Nick Summers by Nick Summers on

When a data breach appears in the news (which has happened a lot recently), many of us picture a hacker in a black hoodie, trawling through reams of code on a custom-built PC. We often imagine them finding a single mistake – a zero that should be a one, or vice versa – that lets them slip through a company’s defenses.

After all, that’s how hacking is usually portrayed in movies and TV shows.

But re-read the latest news reports and you’ll notice that most data breaches can be traced back to a single cause: social engineering. Increasingly, hackers are exploiting human psychology, rather than technical vulnerabilities, to access company accounts, tools, and databases.

The success of these attacks hinges on how persuasive the hacker can be – or how well they can imitate someone trustworthy – rather than their knowledge of a particular programming language.

It’s a timely reminder that cybersecurity is always changing, and the best way to protect a company is by focusing on the people who work there, not just the tools and policies that are in place.

Social engineering tactics: different but the same

Social engineering is an umbrella term for any type of attack where a criminal tries to manipulate you into sharing sensitive data, or doing something that helps them gain access to confidential information. Hackers use a variety of techniques to pull off these attacks. Here are just a few that you might have heard of:


Phishing occurs when a hacker tries to trick you with a fake but convincing email. The phony ‘sender’ will often urge you to click on a link which sends you to a scam website. Or they’ll ask you to share something confidential with them, like the credentials for one of your accounts.

These kinds of attacks aren’t limited to email. Many criminals will also try to dupe you with deceptive phone calls (vishing), text messages (smishing), and direct messages on social media.

SIM swapping

Criminals often research a target before calling their cell phone provider and pretending to be the target. They’ll make up a believable story (e.g. “I lost my phone”) that explains why they need their number ported to another SIM card. If necessary, the hacker will reassure the customer support rep by sharing facts they know about the target.

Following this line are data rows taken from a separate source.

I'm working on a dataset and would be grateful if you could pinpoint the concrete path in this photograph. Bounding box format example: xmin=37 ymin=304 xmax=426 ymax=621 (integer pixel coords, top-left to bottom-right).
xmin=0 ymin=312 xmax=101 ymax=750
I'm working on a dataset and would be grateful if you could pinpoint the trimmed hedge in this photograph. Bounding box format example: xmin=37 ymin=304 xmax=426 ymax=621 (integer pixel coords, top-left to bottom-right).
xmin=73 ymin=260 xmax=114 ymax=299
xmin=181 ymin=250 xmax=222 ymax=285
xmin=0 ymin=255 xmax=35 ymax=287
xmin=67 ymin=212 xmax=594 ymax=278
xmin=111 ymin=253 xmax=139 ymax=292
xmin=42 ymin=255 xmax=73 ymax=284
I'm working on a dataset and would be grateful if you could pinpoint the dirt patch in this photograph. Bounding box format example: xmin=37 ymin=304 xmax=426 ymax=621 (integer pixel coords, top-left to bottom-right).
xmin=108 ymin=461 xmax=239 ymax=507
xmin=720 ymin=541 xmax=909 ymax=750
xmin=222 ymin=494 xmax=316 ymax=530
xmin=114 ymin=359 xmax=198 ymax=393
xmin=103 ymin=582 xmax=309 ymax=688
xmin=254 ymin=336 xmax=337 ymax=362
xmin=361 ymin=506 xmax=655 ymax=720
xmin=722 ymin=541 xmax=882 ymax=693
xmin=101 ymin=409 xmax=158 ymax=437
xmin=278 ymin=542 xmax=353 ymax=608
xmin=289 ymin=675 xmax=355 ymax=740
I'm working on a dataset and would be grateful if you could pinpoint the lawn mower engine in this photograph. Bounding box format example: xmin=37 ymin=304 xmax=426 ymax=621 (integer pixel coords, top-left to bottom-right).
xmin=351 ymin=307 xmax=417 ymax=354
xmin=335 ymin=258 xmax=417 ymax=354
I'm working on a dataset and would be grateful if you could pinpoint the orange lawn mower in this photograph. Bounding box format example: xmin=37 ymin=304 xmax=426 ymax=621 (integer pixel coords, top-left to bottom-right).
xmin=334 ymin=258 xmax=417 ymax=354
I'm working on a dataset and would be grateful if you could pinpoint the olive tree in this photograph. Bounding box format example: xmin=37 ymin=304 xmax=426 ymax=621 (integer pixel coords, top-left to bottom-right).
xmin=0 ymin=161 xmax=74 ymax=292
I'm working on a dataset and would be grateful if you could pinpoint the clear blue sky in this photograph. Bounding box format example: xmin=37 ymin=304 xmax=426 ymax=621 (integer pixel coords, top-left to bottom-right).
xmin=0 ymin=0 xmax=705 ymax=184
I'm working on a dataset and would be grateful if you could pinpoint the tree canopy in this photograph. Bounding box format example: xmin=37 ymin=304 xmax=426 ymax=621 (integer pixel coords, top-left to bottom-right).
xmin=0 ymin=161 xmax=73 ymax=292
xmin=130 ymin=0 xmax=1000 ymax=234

Why is this a problem? Many people receive two-factor authentication (2FA) codes via SMS. The criminal will check if they can use the SIM in their possession – which is linked to the target’s phone number – to intercept these codes and log in to any online accounts.


In some cases, the criminal will simply frustrate their target by bombarding them with 2FA notifications. They’ll then reach out to their target and claim to be a member of their employer’s IT department, or a representative from the service the account is tied to. The criminal will come up with a story (e.g. “sorry, it’s a bug”) and tell the target that the notifications will stop if they accept one of them.

These are just a few of the tactics that fall under social engineering. While they all differ slightly, the basic approach is the same – the hacker is focusing on people, who are by definition human, and prone to making mistakes every so often.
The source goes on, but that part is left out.